Yemin, lügatte kuvvet manasına gelir. Dini deyim olarak, bir iş yapmak veya yapmamak hususunda verilen karara kuvvet kazandırmak için Allah(c.c.)a and vermektir.
Yemin, kasem suretiyle “Vallahi, Billahi, Tallahi” kelimelerini kullanmakla veya Allah c.c. kudretine and içmekle olur.
Allah c.c. ve O’nun sıfatlarından başka her hangi bir şey adına yemin edilmez, edilmiş olsa da bu dini terminolojide yemin olarak izah edilmez.
“Kasem ederim”, “Yemin ederim”, “Şehadet ederim”, “Üzerime yemin olsun” gibi kelimeleri kullanarak da söylenen sözler yemin hükmündedir.
Helali haram kılmak da yemin sayılır. “Şu ekmeği yemek bana haram olsun” demek yemindir. Eğer o ekmek yenirse keffaret gerekir.
“Şöyle yaparsam kafir olayım” demek de eğer bir fiili kuvvetlendirmek için söylenmişse yemin hükmündedir.
Fiili kuvvetlendirmek için söylenmemişse dinden çıkılmış olur ki iman ve nikah yenilenmesi gerekir. Yani tövbe etmesi lazımdır. “Allahın lanetine uğrayayım eğer bu işi yaparsam” gibi cümleler yemin sayılmaz.
Yemin üç kategoride değerlendirilir. Yemin Lağıv ki; yanlışlıkla veya doğru olduğu zannıyla yapılan yemindir. “Vallahi borcumu ödedim” cümlesini kullanarak yapılan yemin, eğer borcunu ödememişse ve bunu da unutmuşsa “Yemin-i Lağıv”dir. Keffaret gerekmez, affedileceği umulur.
Borcunu ödemediği halde ve bunu bilerek “Vallahi ben borcumu ödedim” diye yapılan yemin “Gamus Yemin”dir. Bu yemin en ağır yemin şeklidir ve tövbe edilmesi gerekir, keffaretle izale edilmez, hak ihlali varsa iadesi de gerekir.
“Vallahi yarın borcumu vereceğim” diye yapılan bir yemin de “Mün’akid Yemin”dir ve eğer borç ödenmezse keffaret gerekir. Daha sağlıklı bilgi elde etmek için ilmihal kitaplarına bakılmalıdır
Yemini bozan kimse keffaretini yerine getirmesi gerekir. Eğer gücü yetiyorsa bir köle azad etmek, veya sabahlı akşamlı on fakiri doyurmak, yahut on fakiri orta halli giyindirmek. Bunlara güç yetmiyorsa, üç gün arka arkaya kesintisiz olarak oruç tutmak gerekir.

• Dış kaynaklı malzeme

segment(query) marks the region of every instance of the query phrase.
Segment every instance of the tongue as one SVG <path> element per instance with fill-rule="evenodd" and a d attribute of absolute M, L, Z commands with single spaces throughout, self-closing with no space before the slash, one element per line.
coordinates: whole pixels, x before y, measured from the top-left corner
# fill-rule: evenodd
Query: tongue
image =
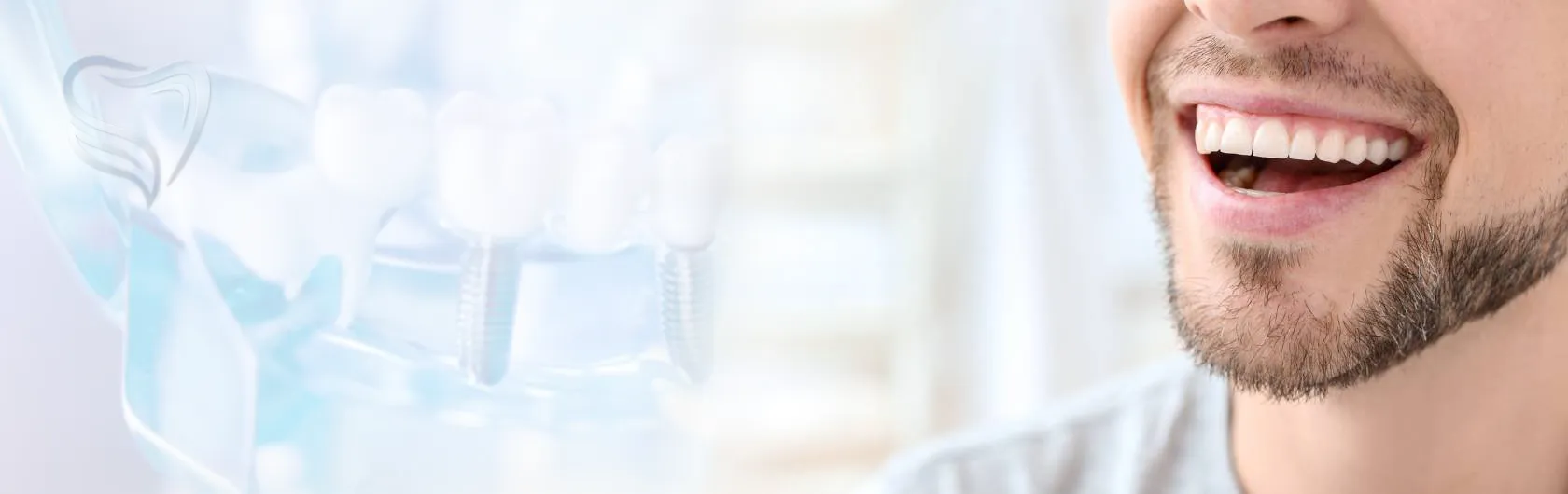
<path fill-rule="evenodd" d="M 1380 166 L 1327 165 L 1322 162 L 1269 160 L 1251 190 L 1297 193 L 1350 185 L 1375 176 Z"/>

Veya on fakire birer fitre miktarı para verilebilir veya bir fakire on fitre on ayrı günde verilir. Bir fakir yedirilip giydirilecekse bu işlem on ayrı günde ayrı ayrı yapılmalıdır.
Yemin bozulmadan önce keffaret ödenmez. Çünkü keffaret tövbe demektir ki işlenen fiilden sonra yapılır.
Bile bile yalan yere yemin etmek büyük günahlardandır ve keffareti söz konusu değildir. Bu yolla elde edilen gelir ve sağlanan menfaat de haramdır.
Peygamberimiz; “Kim bir Müslümanın malını haksız olarak almak için yalan yere yemin ederse Allah(c.c.)ın huzuruna gazabına maruz (kalmış) olarak gelir.”
“Allaha karşı verdikleri sözü ve yeminleri az bir paraya satanların ahirette hiçbir payı yoktur. Kıyamet gününde Allah onlarla konuşmayacak, onlara bakmayacak ve onları temize çıkarmayacaktır. Onlar için elem verici bir azap vardır.”
“Kim yemin etmek suretiyle Müslüman bir kişinin hakkını elde ederse Allah ona cehennemi vacip, cenneti haram kılar. İsterse bu misvak ağacından bir dal parçası olsun.”
Müslüman, yemin etme ihtiyacı duymaz. Atalarımızın; "Sözü senettir" veya "Sözüm senettir" diye kendilerinin güvenilir olduğunu anlattıkları bilinmektedir. Müslüman, güvenilir insandır, bu nedenle de; yemin etmeye ihtiyacı yoktur.